Lady Leslie Ridley-Tree's Gifts to the Collection Camille Corot to Orthodox Icons

Camille Corot to Orthodox Icons:
Lady Leslie Ridley-Tree's Gifts to the Collection

January 11 - March 23, 2024

Opening Reception: January 11 , 4-6pm

This exhibition holds Lady Leslie Ridley-Tree's gifts to the Westmont Ridley-Tree Museum of Art. On view is her beloved collection of Camille Corot artworks, Barbizon paintings, and Orthodox icons from her personal prayer room.

Leslie had always loved Corot, and shared this passion with her husband Paul. Together, they developed a lifelong affinity for collecting the French landscape painter. Leslie continued adding to the collection after Paul’s death. Her entire collection, on view here, includes 14 paintings, 17 prints, and two drawings.

Camille Corot’s paintings surprised and beguiled art critics, fellow artists, and even collectors. His paintings were modern and simple, yet grand. His light-drenched palette of colors, his choice of scenes with luminous atmospheres, and his signature brushwork were all see as new and innovative, and and not always immediately grasped. Corot’s influence on contemporary landscape artists of his day was enormous; he bridged the gap between Neoclassical and Romantic painters. He was an observant painter who relished every detail of nature from the radiance of light to the softness of a hazy fog.

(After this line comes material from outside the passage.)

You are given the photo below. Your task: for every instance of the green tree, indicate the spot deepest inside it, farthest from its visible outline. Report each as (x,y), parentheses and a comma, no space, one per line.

The seven Barbizon paintings in this exhibition include the artists Charles Francois Daubigny, Jules Dupre, Hippolyte Camille Delpy, Diaz de la Pena, and Theodore Rousseau.These artists valued the rural over the industrial -- their paintings highlighted peasants who worked the land, herded sheep, and ate simple meals in quiet cottages. The artists of the Barbizon School avoided formalism in favor of painterly “truth.” The French Impressionists, who would follow, continued the Barbizon School’s innovations of working in a painterly style, painting quickly, en plein air, and finding their subjects drawn directly from life. 

Orthodox icons were also a collecting interest for Leslie.  She hung them in a small room with royal blue-painted walls and began every day meditating in that room. The spiritual power of the images is released when the icons are kissed, stroked, and held. Leslie’s icon collection is well-loved, and her prayerfulness can be observed in the marks and blemishes on the icons.

This exhibition pays tribute to Lady Leslie Ridley-Tree's memory and her generosity to Westmont College.